Paul scooped €200 (£180) and the All-Ireland Scrabble tournament shield at the City West Hotel.

Last November Paul became the first person living outside England to win the UK National Scrabble Championship – and pocketed £2,500 for his efforts.

The win in Dublin sees him move from fifth to fourth in the world Scrabble rankings.

The former Rathmore Grammar and Queen's University student is not only skilled at Scrabble. In 2006 he became Countdown Champion of Champions after appearing on the Channel 4 show.

Paul is a member of the Belfast Scrabble Club, which meets at the Beechlawn Hotel in Belfast every other Thursday. Paul told the Belfast Telegraph he is looking forward to the Northern Ireland Championships which are at the Beechlawn Hotel from July 6-7.

"Then the world championships are later in the year, most likely in Prague in November," he said.

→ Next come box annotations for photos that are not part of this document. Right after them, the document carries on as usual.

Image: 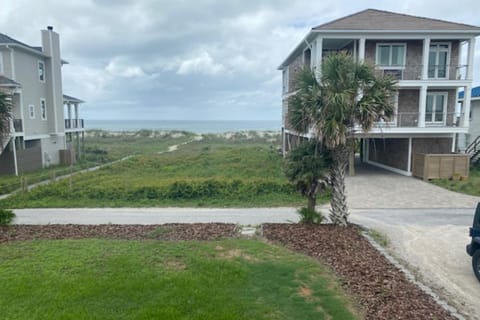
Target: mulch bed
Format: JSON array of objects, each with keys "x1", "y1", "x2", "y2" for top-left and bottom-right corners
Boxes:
[
  {"x1": 0, "y1": 223, "x2": 237, "y2": 243},
  {"x1": 263, "y1": 224, "x2": 455, "y2": 320}
]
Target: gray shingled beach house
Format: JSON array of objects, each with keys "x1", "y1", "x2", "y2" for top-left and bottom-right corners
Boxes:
[
  {"x1": 279, "y1": 9, "x2": 480, "y2": 175},
  {"x1": 0, "y1": 27, "x2": 84, "y2": 174}
]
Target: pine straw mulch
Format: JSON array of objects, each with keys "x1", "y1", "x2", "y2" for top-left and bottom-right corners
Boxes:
[
  {"x1": 0, "y1": 223, "x2": 237, "y2": 243},
  {"x1": 263, "y1": 224, "x2": 455, "y2": 320},
  {"x1": 0, "y1": 223, "x2": 455, "y2": 320}
]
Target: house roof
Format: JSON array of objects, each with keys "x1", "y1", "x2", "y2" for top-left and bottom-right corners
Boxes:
[
  {"x1": 0, "y1": 33, "x2": 68, "y2": 64},
  {"x1": 63, "y1": 94, "x2": 85, "y2": 103},
  {"x1": 0, "y1": 76, "x2": 21, "y2": 88},
  {"x1": 458, "y1": 86, "x2": 480, "y2": 100},
  {"x1": 278, "y1": 9, "x2": 480, "y2": 70},
  {"x1": 312, "y1": 9, "x2": 480, "y2": 33},
  {"x1": 0, "y1": 33, "x2": 42, "y2": 53}
]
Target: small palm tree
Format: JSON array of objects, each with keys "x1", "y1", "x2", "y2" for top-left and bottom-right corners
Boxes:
[
  {"x1": 0, "y1": 91, "x2": 12, "y2": 139},
  {"x1": 284, "y1": 140, "x2": 331, "y2": 211},
  {"x1": 288, "y1": 52, "x2": 395, "y2": 226}
]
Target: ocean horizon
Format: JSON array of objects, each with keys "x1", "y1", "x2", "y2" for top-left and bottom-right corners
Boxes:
[{"x1": 84, "y1": 120, "x2": 281, "y2": 133}]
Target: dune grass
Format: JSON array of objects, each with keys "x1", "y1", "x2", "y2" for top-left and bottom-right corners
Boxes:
[
  {"x1": 0, "y1": 239, "x2": 360, "y2": 320},
  {"x1": 0, "y1": 130, "x2": 194, "y2": 195},
  {"x1": 431, "y1": 167, "x2": 480, "y2": 197},
  {"x1": 1, "y1": 135, "x2": 318, "y2": 208}
]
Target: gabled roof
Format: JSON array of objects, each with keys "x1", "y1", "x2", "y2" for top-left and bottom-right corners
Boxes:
[
  {"x1": 0, "y1": 76, "x2": 21, "y2": 88},
  {"x1": 278, "y1": 9, "x2": 480, "y2": 70},
  {"x1": 312, "y1": 9, "x2": 480, "y2": 33},
  {"x1": 458, "y1": 87, "x2": 480, "y2": 100},
  {"x1": 63, "y1": 94, "x2": 85, "y2": 103}
]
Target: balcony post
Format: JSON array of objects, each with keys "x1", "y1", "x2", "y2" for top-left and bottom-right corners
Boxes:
[
  {"x1": 465, "y1": 38, "x2": 475, "y2": 80},
  {"x1": 422, "y1": 37, "x2": 430, "y2": 80},
  {"x1": 462, "y1": 85, "x2": 472, "y2": 128},
  {"x1": 358, "y1": 37, "x2": 366, "y2": 62},
  {"x1": 418, "y1": 86, "x2": 427, "y2": 128}
]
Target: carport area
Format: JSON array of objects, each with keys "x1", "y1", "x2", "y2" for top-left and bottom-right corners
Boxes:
[{"x1": 346, "y1": 164, "x2": 480, "y2": 319}]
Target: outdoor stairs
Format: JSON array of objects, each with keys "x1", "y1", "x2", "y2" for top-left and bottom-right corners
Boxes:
[
  {"x1": 0, "y1": 134, "x2": 12, "y2": 155},
  {"x1": 465, "y1": 136, "x2": 480, "y2": 166}
]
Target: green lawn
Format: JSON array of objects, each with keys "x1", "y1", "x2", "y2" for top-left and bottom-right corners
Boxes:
[
  {"x1": 1, "y1": 136, "x2": 316, "y2": 208},
  {"x1": 0, "y1": 239, "x2": 361, "y2": 320},
  {"x1": 431, "y1": 167, "x2": 480, "y2": 196},
  {"x1": 0, "y1": 130, "x2": 193, "y2": 195}
]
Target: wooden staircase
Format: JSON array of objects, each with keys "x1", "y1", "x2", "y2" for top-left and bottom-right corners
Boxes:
[{"x1": 465, "y1": 136, "x2": 480, "y2": 166}]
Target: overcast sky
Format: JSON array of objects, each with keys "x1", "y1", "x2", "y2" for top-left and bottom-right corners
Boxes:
[{"x1": 0, "y1": 0, "x2": 480, "y2": 121}]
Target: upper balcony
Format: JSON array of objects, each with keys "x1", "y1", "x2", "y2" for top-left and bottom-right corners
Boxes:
[
  {"x1": 65, "y1": 119, "x2": 85, "y2": 132},
  {"x1": 375, "y1": 64, "x2": 468, "y2": 81}
]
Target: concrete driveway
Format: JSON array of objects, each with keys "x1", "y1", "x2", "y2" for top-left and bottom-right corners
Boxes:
[{"x1": 347, "y1": 167, "x2": 480, "y2": 319}]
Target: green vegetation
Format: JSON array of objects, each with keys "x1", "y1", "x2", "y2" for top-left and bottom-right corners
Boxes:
[
  {"x1": 285, "y1": 140, "x2": 332, "y2": 211},
  {"x1": 431, "y1": 167, "x2": 480, "y2": 197},
  {"x1": 297, "y1": 207, "x2": 324, "y2": 224},
  {"x1": 0, "y1": 239, "x2": 360, "y2": 320},
  {"x1": 2, "y1": 135, "x2": 316, "y2": 208},
  {"x1": 0, "y1": 208, "x2": 15, "y2": 226},
  {"x1": 0, "y1": 130, "x2": 193, "y2": 195}
]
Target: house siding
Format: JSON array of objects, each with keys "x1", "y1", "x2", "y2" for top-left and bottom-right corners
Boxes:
[{"x1": 467, "y1": 100, "x2": 480, "y2": 145}]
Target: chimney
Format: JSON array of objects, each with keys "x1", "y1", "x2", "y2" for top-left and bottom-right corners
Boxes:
[{"x1": 41, "y1": 26, "x2": 65, "y2": 134}]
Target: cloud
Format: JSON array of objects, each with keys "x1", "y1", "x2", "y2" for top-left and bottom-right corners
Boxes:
[{"x1": 177, "y1": 51, "x2": 226, "y2": 75}]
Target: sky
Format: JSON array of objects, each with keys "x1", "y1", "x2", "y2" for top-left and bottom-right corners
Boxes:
[{"x1": 0, "y1": 0, "x2": 480, "y2": 121}]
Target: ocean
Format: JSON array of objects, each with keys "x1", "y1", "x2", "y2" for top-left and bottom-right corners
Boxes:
[{"x1": 85, "y1": 120, "x2": 281, "y2": 133}]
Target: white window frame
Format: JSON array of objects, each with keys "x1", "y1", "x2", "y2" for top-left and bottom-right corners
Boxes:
[
  {"x1": 375, "y1": 42, "x2": 407, "y2": 70},
  {"x1": 37, "y1": 60, "x2": 45, "y2": 83},
  {"x1": 40, "y1": 98, "x2": 47, "y2": 120},
  {"x1": 282, "y1": 66, "x2": 289, "y2": 94},
  {"x1": 427, "y1": 42, "x2": 452, "y2": 80},
  {"x1": 28, "y1": 104, "x2": 35, "y2": 119},
  {"x1": 425, "y1": 91, "x2": 448, "y2": 126}
]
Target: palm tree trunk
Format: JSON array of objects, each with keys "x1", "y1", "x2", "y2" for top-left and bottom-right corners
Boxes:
[
  {"x1": 330, "y1": 145, "x2": 349, "y2": 227},
  {"x1": 307, "y1": 179, "x2": 318, "y2": 210}
]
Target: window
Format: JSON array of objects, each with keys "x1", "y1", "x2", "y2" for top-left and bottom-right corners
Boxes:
[
  {"x1": 376, "y1": 43, "x2": 407, "y2": 69},
  {"x1": 282, "y1": 67, "x2": 288, "y2": 94},
  {"x1": 428, "y1": 43, "x2": 450, "y2": 79},
  {"x1": 28, "y1": 104, "x2": 35, "y2": 119},
  {"x1": 40, "y1": 99, "x2": 47, "y2": 120},
  {"x1": 38, "y1": 61, "x2": 45, "y2": 82},
  {"x1": 425, "y1": 92, "x2": 447, "y2": 124}
]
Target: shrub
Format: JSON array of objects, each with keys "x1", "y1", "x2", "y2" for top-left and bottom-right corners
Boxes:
[
  {"x1": 0, "y1": 209, "x2": 15, "y2": 226},
  {"x1": 297, "y1": 207, "x2": 323, "y2": 224}
]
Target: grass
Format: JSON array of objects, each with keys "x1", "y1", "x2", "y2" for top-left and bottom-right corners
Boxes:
[
  {"x1": 0, "y1": 239, "x2": 360, "y2": 320},
  {"x1": 0, "y1": 130, "x2": 193, "y2": 195},
  {"x1": 1, "y1": 135, "x2": 318, "y2": 208},
  {"x1": 431, "y1": 167, "x2": 480, "y2": 196}
]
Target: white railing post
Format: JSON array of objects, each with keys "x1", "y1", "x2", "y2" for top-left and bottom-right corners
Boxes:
[{"x1": 422, "y1": 37, "x2": 430, "y2": 80}]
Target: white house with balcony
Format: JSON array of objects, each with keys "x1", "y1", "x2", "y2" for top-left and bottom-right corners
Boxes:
[
  {"x1": 279, "y1": 9, "x2": 480, "y2": 175},
  {"x1": 0, "y1": 27, "x2": 84, "y2": 175}
]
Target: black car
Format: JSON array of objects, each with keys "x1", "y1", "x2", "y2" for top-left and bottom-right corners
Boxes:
[{"x1": 467, "y1": 202, "x2": 480, "y2": 281}]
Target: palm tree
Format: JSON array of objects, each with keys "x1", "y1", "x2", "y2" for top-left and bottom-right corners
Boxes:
[
  {"x1": 284, "y1": 140, "x2": 331, "y2": 211},
  {"x1": 0, "y1": 91, "x2": 12, "y2": 139},
  {"x1": 288, "y1": 52, "x2": 395, "y2": 226}
]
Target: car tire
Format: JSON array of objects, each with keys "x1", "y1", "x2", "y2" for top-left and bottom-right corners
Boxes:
[{"x1": 472, "y1": 249, "x2": 480, "y2": 281}]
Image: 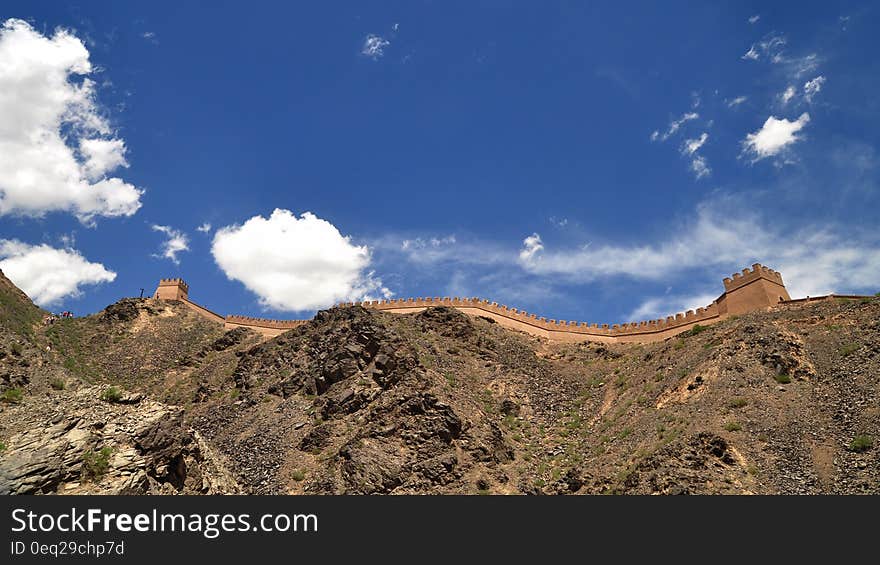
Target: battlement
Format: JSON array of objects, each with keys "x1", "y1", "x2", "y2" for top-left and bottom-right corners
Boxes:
[
  {"x1": 224, "y1": 315, "x2": 307, "y2": 330},
  {"x1": 723, "y1": 263, "x2": 785, "y2": 292},
  {"x1": 155, "y1": 279, "x2": 189, "y2": 300},
  {"x1": 156, "y1": 263, "x2": 791, "y2": 342}
]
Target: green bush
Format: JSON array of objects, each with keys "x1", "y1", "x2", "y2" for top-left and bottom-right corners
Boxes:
[
  {"x1": 81, "y1": 447, "x2": 113, "y2": 482},
  {"x1": 101, "y1": 386, "x2": 122, "y2": 402},
  {"x1": 849, "y1": 435, "x2": 874, "y2": 453},
  {"x1": 682, "y1": 324, "x2": 709, "y2": 336},
  {"x1": 0, "y1": 387, "x2": 24, "y2": 404}
]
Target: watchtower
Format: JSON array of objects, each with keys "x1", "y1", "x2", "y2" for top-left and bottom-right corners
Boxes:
[
  {"x1": 718, "y1": 263, "x2": 791, "y2": 315},
  {"x1": 154, "y1": 279, "x2": 189, "y2": 300}
]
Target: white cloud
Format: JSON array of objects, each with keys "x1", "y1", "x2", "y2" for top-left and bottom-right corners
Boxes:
[
  {"x1": 79, "y1": 139, "x2": 128, "y2": 181},
  {"x1": 742, "y1": 112, "x2": 810, "y2": 161},
  {"x1": 0, "y1": 19, "x2": 142, "y2": 224},
  {"x1": 361, "y1": 33, "x2": 391, "y2": 60},
  {"x1": 520, "y1": 199, "x2": 880, "y2": 298},
  {"x1": 400, "y1": 234, "x2": 456, "y2": 251},
  {"x1": 741, "y1": 33, "x2": 786, "y2": 63},
  {"x1": 691, "y1": 155, "x2": 712, "y2": 180},
  {"x1": 681, "y1": 132, "x2": 712, "y2": 179},
  {"x1": 627, "y1": 291, "x2": 721, "y2": 322},
  {"x1": 804, "y1": 75, "x2": 826, "y2": 102},
  {"x1": 681, "y1": 132, "x2": 709, "y2": 155},
  {"x1": 651, "y1": 112, "x2": 700, "y2": 141},
  {"x1": 727, "y1": 96, "x2": 749, "y2": 108},
  {"x1": 519, "y1": 233, "x2": 544, "y2": 263},
  {"x1": 152, "y1": 224, "x2": 189, "y2": 265},
  {"x1": 211, "y1": 209, "x2": 391, "y2": 311},
  {"x1": 0, "y1": 239, "x2": 116, "y2": 306}
]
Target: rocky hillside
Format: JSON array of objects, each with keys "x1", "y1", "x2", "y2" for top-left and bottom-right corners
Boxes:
[{"x1": 0, "y1": 266, "x2": 880, "y2": 494}]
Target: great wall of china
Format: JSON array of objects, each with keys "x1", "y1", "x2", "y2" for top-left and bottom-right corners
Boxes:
[{"x1": 153, "y1": 263, "x2": 868, "y2": 343}]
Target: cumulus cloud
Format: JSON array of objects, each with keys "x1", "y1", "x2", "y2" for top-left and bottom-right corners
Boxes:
[
  {"x1": 0, "y1": 19, "x2": 142, "y2": 224},
  {"x1": 520, "y1": 200, "x2": 880, "y2": 300},
  {"x1": 151, "y1": 224, "x2": 189, "y2": 265},
  {"x1": 651, "y1": 112, "x2": 700, "y2": 141},
  {"x1": 211, "y1": 209, "x2": 391, "y2": 311},
  {"x1": 361, "y1": 33, "x2": 391, "y2": 61},
  {"x1": 804, "y1": 75, "x2": 825, "y2": 102},
  {"x1": 742, "y1": 112, "x2": 810, "y2": 161},
  {"x1": 519, "y1": 233, "x2": 544, "y2": 263},
  {"x1": 727, "y1": 96, "x2": 749, "y2": 108},
  {"x1": 0, "y1": 239, "x2": 116, "y2": 306}
]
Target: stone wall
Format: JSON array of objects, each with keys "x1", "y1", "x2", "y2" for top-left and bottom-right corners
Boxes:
[{"x1": 156, "y1": 263, "x2": 804, "y2": 343}]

Scrabble is played in more than 120 countries. Different jurisdictions use a variety of dictionaries and official lists to determine which words are acceptable and which are not. The word 'outbake' is not in the Oxford English Dictionary, but is deemed acceptable for the game here. Its suggested meaning is to surpass in baking, while 'blueline' is a line on an ice hockey rink.